Khmer Rouge genocide justice delayed may be justice denied

PHNOM PENH, Mar 11:  Under Cambodia’s murderous Khmer Rouge, Meas Mut and Sou Met, now two-star generals in their 80s, are said to have hauled prisoners to S-21, a torture centre that symbolised the horrors of a regime that wiped out nearly a quarter of the population.

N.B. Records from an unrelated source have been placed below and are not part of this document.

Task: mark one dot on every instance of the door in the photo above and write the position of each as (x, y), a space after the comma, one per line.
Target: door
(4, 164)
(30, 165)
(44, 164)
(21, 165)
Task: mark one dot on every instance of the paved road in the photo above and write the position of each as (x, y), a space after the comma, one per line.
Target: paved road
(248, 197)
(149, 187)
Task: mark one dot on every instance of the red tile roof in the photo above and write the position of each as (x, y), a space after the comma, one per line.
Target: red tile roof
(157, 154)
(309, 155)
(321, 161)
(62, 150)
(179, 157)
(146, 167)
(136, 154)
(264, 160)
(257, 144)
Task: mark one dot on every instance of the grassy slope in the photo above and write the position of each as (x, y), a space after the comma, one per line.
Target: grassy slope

   Another soldier, Im Chaem, now a Buddhist nun in her 60s,  is suspected of running a forced labour camp where fellow Khmer Rouge cadres Ta An and Ta Tith oversaw massacres in the “Killing Fields” revolution of 1975-79.

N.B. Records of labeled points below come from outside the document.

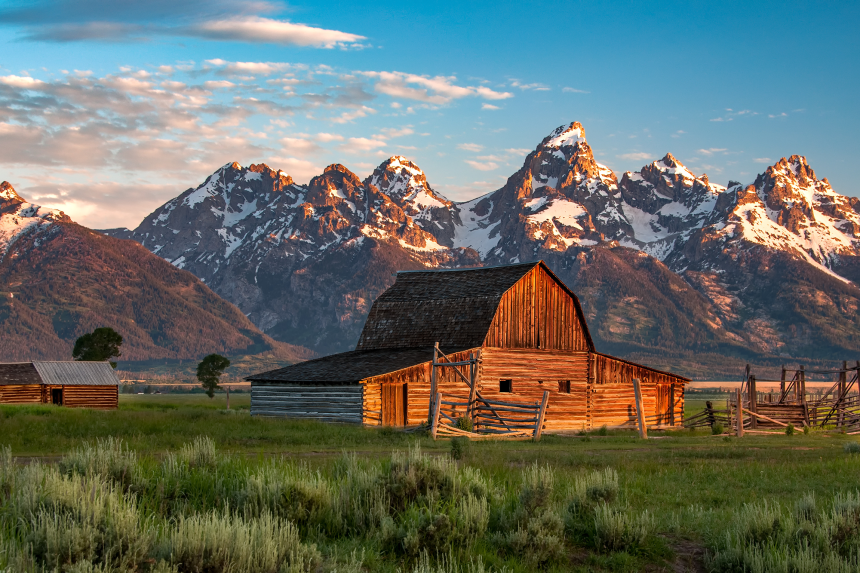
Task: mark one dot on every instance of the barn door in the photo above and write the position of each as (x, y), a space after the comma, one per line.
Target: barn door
(665, 401)
(394, 400)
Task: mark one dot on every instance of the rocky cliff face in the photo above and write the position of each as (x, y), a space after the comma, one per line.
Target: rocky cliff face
(59, 280)
(664, 260)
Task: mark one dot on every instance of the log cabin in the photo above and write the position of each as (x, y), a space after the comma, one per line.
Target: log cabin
(521, 323)
(69, 384)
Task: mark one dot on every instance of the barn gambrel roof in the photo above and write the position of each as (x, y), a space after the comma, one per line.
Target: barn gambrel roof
(453, 307)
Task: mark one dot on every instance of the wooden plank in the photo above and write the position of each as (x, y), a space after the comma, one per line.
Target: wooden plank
(640, 415)
(740, 416)
(436, 410)
(541, 415)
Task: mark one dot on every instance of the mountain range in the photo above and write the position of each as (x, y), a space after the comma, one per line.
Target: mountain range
(59, 280)
(670, 267)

   Those allegations, contained in cases known as 003 and 004 at a UN-backed tribunal, are plunging Cambodia into soul searching over how far to pursue war-crimes accusations against former commanders, some of whom now occupy senior roles in government.

   They are also fuelling criticism of the United Nations  over whether its cash-strapped joint Cambodian tribunal will ever deliver justice for victims of the ultra-Maoist regime that tore Cambodia apart and was responsible for up to 2.2 million deaths.

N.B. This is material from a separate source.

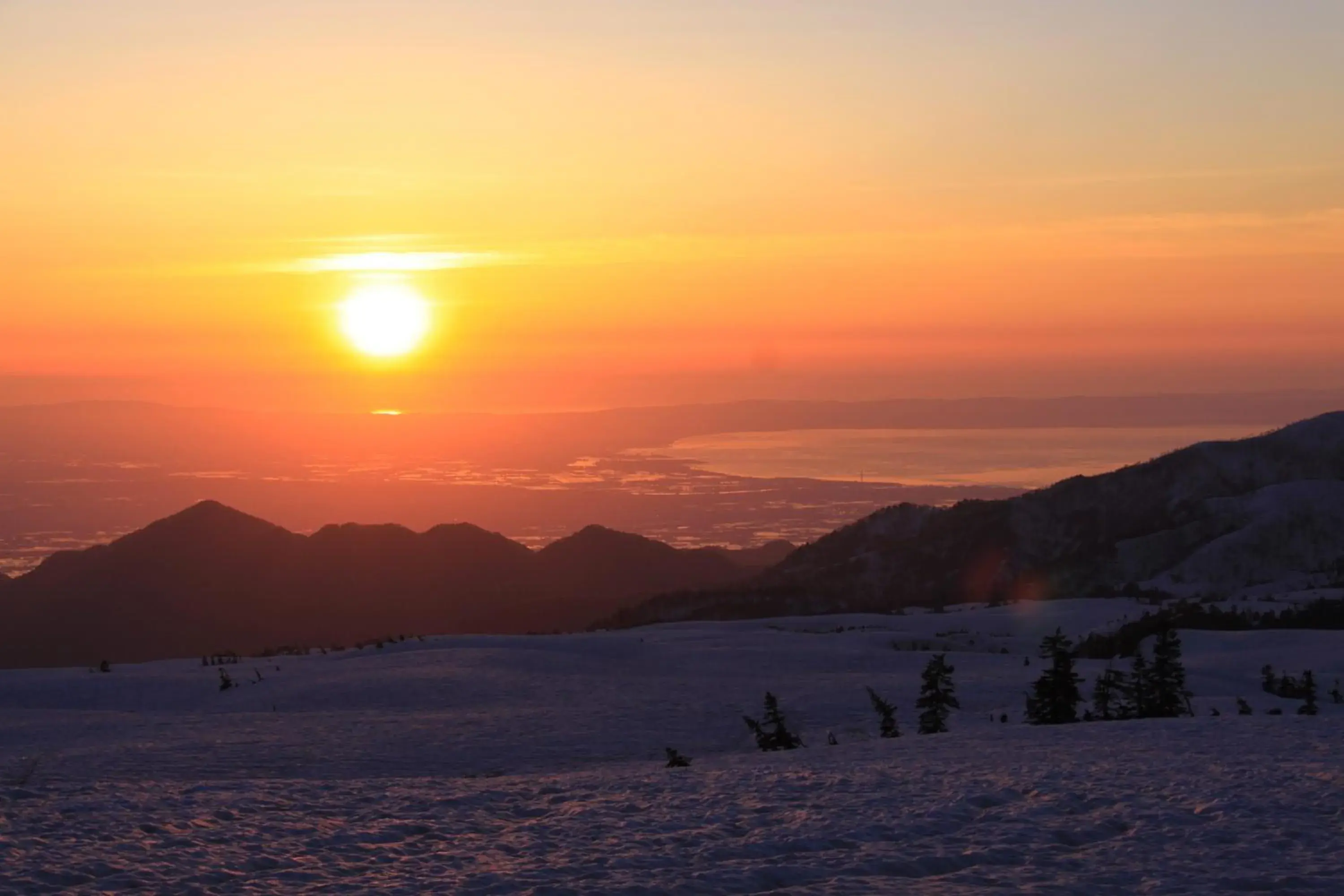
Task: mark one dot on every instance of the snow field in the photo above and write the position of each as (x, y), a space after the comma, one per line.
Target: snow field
(515, 765)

   The European Union, the second-biggest donor after Japan, has called on Cambodia to come up with more funding for the tribunal, where some workers went on strike last week after going for more than two months without pay. Cambodia says it has given more than its fair share and has appealed for bigger donations.

   The tribunal’s new American judge, Mark Harmon, said last month he wanted to reopen case 003 involving former Khmer Rouge navy chief Meas Mut and former air force chief Sou Met.

   That puts him on a collision course with authoritarian  Prime Minister Hun Sen, who has been accused of interfering to limit probes that could implicate powerful politicians. Meas Mut and Sou Met are now advisers to the Defence Ministry.

   Internationally backed inquiries into years-old atrocities are almost bound to clash with present-day politics, such as the International Criminal Court’s pre-election indictment of Kenya’s new president for crimes against humanity.

   Compounding difficulties in Cambodia is the fact that the court is a hybrid, as the Cambodians did not want to give up control, a formula unlikely to be followed elsewhere.

   Hun Sen, a close ally of China which was a key supporter  of the Khmer Rouge during the “Killing Fields” years, has vowed to prevent new indictments and has said he would be happy if the United Nations left Cambodia. He was himself a Khmer Rouge fighter before defecting to Vietnam, which invaded Cambodia and toppled Pol Pot’s regime in 1979.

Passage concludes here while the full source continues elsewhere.